The Mild Concern editors, Tim and Kat take to foreign cinema regularly. The closest I usually get to foreign films is when a non-American/Englishman directs a mainstream release. That said, any time a new Audrey Tautou film is released I’ll be there in the blink of an eye.
Sadly Tautou’s latest starring-film, Delicacy (or La Délicatesse if you will) has been hit with numerous reviews of mediocrity, it simply being shamed as a “been there, done that” flick. Sure, by French film standards it probably is nothing new but for those who don’t experience much European cinema it is an absolute delight – even if I did spend half of the film trying to stop myself from crying.
Based on the novel of the same name (written by the David half of the brother-directors of the film, Stéphane and David Foenkinos), Delicacy observes relationships idyllic and not so conventional when career-girl Nathalie’s (Tautou) world is destroyed by the untimely death of her husband. Three years later and still grieving she impulsively kisses workmate Markus (François Damiens) who is ugly even by European cinema’s standards. So begins the mostly funny, sometimes awkward, but always touching pseudo beauty-and-the-beast tale.
Packed with so much cheese that I’m sure Garry Marshall (Dir.

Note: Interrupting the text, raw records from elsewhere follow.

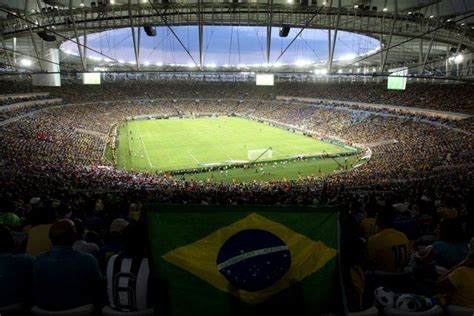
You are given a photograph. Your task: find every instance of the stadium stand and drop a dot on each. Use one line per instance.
(53, 160)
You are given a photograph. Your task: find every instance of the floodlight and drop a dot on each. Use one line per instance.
(458, 59)
(25, 62)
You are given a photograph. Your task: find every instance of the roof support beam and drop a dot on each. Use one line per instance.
(269, 29)
(135, 44)
(201, 35)
(79, 48)
(338, 19)
(35, 47)
(6, 52)
(389, 43)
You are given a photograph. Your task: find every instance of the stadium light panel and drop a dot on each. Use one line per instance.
(91, 78)
(397, 80)
(458, 59)
(26, 62)
(265, 79)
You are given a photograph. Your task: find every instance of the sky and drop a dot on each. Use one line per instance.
(224, 45)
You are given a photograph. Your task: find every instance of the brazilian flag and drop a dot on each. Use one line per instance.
(223, 260)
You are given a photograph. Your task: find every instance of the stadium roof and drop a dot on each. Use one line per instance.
(426, 35)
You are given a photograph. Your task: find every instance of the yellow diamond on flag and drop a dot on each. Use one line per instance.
(253, 258)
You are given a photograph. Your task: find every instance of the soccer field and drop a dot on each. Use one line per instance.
(176, 144)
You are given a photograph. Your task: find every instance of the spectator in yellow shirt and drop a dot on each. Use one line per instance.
(38, 235)
(388, 250)
(368, 225)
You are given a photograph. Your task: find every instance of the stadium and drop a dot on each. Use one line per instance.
(260, 157)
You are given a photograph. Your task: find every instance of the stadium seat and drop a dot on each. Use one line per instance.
(454, 310)
(434, 311)
(373, 311)
(85, 310)
(14, 309)
(109, 311)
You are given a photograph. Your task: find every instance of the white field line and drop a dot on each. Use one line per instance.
(192, 156)
(143, 145)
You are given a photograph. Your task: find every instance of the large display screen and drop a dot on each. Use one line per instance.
(91, 78)
(397, 80)
(265, 79)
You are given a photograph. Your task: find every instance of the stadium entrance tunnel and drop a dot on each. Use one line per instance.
(223, 148)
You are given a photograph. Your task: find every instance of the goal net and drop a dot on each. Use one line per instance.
(265, 153)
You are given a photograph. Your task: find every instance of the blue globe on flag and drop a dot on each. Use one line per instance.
(253, 259)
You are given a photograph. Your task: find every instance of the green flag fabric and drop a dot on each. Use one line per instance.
(223, 260)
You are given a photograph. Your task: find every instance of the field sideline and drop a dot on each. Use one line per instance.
(176, 144)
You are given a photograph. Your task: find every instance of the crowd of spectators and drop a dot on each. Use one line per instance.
(440, 96)
(61, 200)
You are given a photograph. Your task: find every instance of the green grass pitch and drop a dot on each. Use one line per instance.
(175, 144)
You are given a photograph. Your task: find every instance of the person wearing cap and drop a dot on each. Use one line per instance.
(113, 243)
(15, 272)
(38, 235)
(62, 277)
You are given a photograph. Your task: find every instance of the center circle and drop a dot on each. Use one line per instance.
(253, 259)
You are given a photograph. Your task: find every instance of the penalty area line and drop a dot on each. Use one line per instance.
(143, 145)
(192, 156)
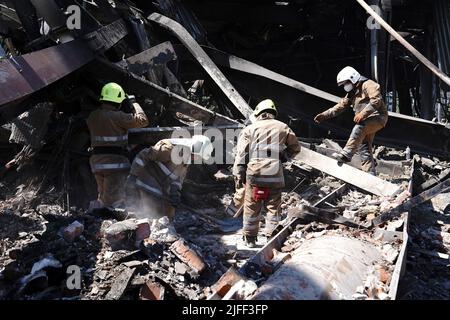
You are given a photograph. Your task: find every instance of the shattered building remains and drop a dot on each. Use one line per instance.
(204, 65)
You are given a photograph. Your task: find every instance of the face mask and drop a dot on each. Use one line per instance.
(348, 87)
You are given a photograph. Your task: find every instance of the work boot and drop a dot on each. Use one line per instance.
(250, 241)
(340, 157)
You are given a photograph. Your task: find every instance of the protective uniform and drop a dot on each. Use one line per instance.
(260, 150)
(371, 114)
(109, 137)
(158, 172)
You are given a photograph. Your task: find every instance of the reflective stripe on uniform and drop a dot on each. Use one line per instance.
(111, 166)
(111, 138)
(148, 188)
(166, 171)
(139, 161)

Valentine’s Day, New Years Eve) had a heart attack of envy, Delicacy manages to actually steer away from all of the superficiality of the traditional (Hollywood-like) romantic comedy; its directors and acting ensemble huffing and puffing with genuine heart at making a film with as little fluff as possible. Of course, when Pez dispensers are love-gushing gifts and all-you-can-eat Chinese buffets are ironic romantic evenings the average cinemagoer probably wants to throw up, but Delicacy’s delicately (hur hur) handled sentimentality never feels artificial enough for us to stop believing in the story.
It’s a great effort from all involved, and the chemistry that the film’s plot demands of its cast is sufficient enough to get the point across that Audrey Tautou should never play a sad character because it is too depressing for
me anyone to handle. There are plentiful hilarious moments and enough drama that expands on the formulaic rom-com template evident that makes it more than worth the price of a ticket. Just pick up a box of tissues on the way to the cinema.